Sunday, October 12

Unicorn



The woman I love is sleeping. I should be, too.

But this post has been rattling around inside my head 
for such a long time. I have to let it out.

It has been two and a half years since Hunny came out to me and we started on the journey of her transition. It has been beautiful, isolating, freeing, difficult, transformative, terrifying, joyful, bleak, nerve wracking.


And it has been so very worth it.


Some friends have been left behind, not because we didn’t want or need them, but because the changes were too dramatic for their comfort. We have made new friends within the community, helping us to rebuild what others had ripped away. Hunny has found a new community, others who have gone through what she has; those who have shared her struggle.


I have not found the same welcome. 
And I do not ask or presume membership, 
the dues are far too costly and the jacket wouldn’t fit anyway.


I understand many of the reasons why I am held at a distance.
 I am, at once, a representation of the spouse who stayed, and a reminder of the ones who didn’t. By staying with Hunny, by supporting and encouraging her transition, by loving her through everything . . .


I am salt poured into the wounds of those whose 
partners didn’t, or couldn’t.


Conversely, I have had members of the community look at me with such heartbreakingly forlorn hope in their eyes.
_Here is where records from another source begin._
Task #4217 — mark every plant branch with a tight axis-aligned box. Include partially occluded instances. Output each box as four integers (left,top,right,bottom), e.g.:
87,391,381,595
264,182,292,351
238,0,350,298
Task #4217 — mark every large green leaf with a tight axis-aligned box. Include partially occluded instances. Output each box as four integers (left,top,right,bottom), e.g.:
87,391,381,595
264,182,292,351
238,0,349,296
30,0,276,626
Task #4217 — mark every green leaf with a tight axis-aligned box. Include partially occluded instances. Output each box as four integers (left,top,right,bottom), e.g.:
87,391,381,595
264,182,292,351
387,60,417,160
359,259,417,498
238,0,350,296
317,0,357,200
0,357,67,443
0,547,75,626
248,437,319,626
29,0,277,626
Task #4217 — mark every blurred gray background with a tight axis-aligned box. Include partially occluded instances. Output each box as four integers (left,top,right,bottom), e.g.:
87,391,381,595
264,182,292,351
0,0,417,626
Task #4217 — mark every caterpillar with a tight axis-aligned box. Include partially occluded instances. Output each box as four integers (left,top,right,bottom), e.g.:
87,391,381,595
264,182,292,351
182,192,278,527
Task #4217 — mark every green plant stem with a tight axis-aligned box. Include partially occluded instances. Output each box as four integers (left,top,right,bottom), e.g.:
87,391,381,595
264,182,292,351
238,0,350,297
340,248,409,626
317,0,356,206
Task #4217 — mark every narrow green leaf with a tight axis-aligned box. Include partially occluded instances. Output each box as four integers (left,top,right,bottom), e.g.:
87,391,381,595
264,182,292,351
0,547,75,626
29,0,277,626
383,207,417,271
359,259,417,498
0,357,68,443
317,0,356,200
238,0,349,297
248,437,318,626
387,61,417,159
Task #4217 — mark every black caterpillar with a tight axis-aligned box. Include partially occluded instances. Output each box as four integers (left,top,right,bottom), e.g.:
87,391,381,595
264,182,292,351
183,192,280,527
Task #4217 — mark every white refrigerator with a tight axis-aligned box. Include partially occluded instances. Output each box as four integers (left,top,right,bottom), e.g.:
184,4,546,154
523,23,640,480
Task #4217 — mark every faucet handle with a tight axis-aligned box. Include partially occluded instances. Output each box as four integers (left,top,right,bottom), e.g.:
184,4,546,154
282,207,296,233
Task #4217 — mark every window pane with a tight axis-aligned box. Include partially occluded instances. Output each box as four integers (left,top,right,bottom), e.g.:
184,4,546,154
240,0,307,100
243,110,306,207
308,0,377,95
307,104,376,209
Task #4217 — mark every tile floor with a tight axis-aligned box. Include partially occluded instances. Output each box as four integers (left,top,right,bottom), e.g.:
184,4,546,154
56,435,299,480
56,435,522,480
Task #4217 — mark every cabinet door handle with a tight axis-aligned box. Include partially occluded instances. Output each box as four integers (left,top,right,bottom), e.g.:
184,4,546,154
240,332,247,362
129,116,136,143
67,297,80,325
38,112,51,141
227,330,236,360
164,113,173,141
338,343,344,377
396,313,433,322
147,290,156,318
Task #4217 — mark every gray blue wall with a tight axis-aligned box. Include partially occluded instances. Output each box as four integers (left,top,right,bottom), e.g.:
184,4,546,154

Eyes that want the kind of love, the kind of life that Hunny and I have together but have already given up hope of ever finding it for themselves.

Eyes that have become resigned to loss and loneliness as the exchange they must make to live authentic lives.


At those times I often feel like an exotic animal on display, 
to be admired from a safe distance. 

To be seen and appreciated but too dangerous to get close to.


The world is often unkind to those who break the mold, and I don’t blame those who have been hurt, who have had to give up everything, for the sadness and anger that they feel when I am around.


Like I said, I do understand.


I still stand with you.


I promise not to bite any fingers that reach into the enclosure.